LoqiRoam · 旅日記
伏見で、赤の奥にある色を探す
伏見稲荷の朱、桃山建築の極彩色、名水と酒蔵の白茶、古い喫茶の甘い色を歩いてつないだ。
龍谷大前深草を出ると、駅前の看板や学生街の明るさが最初の色になった。伏見稲荷大社の楼門では、1589年に再興された朱色の建物を見上げ、千本鳥居へ進んだ。鳥居の列は同じ赤のはずなのに、森の光を受けるたび橙や深い赤へ変わっていく。参道の食べ物の匂いも加わり、景色が急に生活に近づいた。そこから伏見桃山へ移ると、御香宮神社の極彩色の彫刻と御香水の透明感が待っていた。社寺の華やかさから水辺へ歩き、濠川沿いでは白壁と焼き杉板の酒蔵を眺めた。静かな水路なのに、かつて船や荷物が行き交った気配を想像できる。最後は古い建物を使った伏見夢百衆で酒まんじゅうと喫茶の色に落ち着いた。駅前から始めた色集めは、名所の赤を集める旅ではなく、水と酒と暮らしが重なった町の色を見つける旅になった。
この旅の足跡
- 伏見稲荷大社の楼門は、1589年に再興された重要文化財だそう。朱色が堂々としているのに、朝の参道には小さな店の呼び声も混ざっていて、歴史と生活が同じ入口にあるのが面白い。
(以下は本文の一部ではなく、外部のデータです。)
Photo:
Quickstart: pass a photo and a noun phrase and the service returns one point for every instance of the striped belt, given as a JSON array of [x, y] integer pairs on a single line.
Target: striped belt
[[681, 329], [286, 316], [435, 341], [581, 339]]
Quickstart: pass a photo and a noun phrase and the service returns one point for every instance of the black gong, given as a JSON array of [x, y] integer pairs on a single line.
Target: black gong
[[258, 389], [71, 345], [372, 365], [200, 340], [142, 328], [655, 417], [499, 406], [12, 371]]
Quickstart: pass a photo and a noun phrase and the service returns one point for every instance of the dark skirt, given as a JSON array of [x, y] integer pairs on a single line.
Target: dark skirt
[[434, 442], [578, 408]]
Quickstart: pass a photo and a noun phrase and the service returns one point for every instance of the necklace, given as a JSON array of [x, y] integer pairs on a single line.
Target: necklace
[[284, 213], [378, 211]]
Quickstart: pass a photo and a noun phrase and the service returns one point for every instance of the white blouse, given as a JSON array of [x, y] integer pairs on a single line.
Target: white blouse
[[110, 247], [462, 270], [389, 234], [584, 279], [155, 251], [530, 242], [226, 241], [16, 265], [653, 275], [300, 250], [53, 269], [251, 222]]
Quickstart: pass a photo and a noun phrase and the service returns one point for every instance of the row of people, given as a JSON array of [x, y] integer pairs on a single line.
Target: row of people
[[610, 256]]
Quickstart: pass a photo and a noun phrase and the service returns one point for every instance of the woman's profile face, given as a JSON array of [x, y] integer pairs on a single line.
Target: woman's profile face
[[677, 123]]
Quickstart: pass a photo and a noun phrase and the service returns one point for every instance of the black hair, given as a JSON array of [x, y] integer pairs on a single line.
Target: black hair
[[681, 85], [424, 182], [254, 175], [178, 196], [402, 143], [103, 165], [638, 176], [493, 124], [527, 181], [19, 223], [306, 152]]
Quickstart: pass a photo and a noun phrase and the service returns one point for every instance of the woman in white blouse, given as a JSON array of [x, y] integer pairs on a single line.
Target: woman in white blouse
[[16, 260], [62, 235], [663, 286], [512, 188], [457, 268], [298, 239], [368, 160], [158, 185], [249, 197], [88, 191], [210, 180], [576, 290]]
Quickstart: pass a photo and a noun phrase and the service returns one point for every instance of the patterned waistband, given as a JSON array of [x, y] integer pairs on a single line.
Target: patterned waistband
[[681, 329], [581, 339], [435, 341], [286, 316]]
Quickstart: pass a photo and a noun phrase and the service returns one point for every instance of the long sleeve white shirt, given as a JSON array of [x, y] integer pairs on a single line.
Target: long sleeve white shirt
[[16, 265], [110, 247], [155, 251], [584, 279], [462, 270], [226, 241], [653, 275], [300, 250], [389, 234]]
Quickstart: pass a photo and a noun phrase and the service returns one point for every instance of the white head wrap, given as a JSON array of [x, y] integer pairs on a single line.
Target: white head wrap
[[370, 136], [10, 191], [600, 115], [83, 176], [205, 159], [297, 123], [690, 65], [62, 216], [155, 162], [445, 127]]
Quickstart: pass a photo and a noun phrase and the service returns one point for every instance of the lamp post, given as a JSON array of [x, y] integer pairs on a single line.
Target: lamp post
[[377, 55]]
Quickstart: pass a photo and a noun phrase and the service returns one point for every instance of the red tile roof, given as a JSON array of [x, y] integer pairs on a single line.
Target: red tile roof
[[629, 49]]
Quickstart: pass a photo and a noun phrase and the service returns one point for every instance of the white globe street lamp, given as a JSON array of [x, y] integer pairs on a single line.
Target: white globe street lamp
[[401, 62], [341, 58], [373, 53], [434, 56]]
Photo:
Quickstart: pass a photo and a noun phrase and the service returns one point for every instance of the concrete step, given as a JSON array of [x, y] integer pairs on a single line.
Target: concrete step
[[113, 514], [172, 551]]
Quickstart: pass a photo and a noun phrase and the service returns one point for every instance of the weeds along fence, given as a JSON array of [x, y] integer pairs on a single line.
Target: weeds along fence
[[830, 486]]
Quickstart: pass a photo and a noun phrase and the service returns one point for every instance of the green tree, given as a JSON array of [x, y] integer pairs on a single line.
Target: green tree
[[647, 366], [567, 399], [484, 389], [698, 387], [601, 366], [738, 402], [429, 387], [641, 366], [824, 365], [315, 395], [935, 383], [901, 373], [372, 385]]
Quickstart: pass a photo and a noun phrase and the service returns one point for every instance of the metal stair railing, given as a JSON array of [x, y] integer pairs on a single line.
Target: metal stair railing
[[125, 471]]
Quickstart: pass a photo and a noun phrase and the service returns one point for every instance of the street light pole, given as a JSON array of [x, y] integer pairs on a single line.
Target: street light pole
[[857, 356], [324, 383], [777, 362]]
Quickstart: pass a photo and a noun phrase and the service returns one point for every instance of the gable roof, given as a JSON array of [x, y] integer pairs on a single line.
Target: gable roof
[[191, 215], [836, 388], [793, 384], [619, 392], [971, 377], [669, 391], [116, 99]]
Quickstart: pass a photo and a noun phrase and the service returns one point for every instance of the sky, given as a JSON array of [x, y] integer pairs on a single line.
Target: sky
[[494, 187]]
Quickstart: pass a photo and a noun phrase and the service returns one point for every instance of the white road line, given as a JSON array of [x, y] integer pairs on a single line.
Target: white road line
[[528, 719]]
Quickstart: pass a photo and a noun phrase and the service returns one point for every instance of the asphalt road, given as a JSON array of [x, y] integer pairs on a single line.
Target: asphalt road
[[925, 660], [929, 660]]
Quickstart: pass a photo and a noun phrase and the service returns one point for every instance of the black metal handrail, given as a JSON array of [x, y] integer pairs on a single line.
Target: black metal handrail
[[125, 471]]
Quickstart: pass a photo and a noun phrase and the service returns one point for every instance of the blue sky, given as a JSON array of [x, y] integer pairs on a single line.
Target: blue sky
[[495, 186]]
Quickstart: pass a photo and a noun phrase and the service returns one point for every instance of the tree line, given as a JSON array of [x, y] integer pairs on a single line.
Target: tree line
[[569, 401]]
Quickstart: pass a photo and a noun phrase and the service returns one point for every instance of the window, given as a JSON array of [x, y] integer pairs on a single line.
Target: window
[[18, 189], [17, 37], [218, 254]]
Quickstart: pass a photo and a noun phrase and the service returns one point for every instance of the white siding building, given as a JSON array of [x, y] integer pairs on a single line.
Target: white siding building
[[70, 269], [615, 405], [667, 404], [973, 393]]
- 千本鳥居を進むと、朱色の柱が森の緑を細く切り分けていた。鳥居は同じ色なのに、光の当たり方で橙にも暗い赤にも見える。終わりが見えない道に、少しだけ吸い込まれそうになった。
- 御香宮神社の本殿は、極彩色の彫刻が施された桃山時代の建築。境内の御香水は日本名水百選の一つで、赤や青の装飾を見たあとに水の静かな透明感が来るのが意外だった。
- 伏見の地下水は酒造りに適した中硬水で、御香宮には今も御香水が湧く。境内で水の話を聞いてから町へ出ると、酒蔵の壁まで水を守る大きな器に見えてきた。
- 濠川沿いでは、白壁と焼き杉板の酒蔵が水面に近いところまで続く。昔の水運を思うと、静かな川なのに荷物や人の声が行き交った気配が残っているようで、歩く速度が自然にゆっくりになった。
- 伏見夢百衆は1919年建築の旧本社を活用した喫茶と土産処で、伏見の清酒や酒まんじゅうを扱う。古い建物の落ち着いた色の中で甘いものを食べると、今日の朱色がやさしくほどけていく。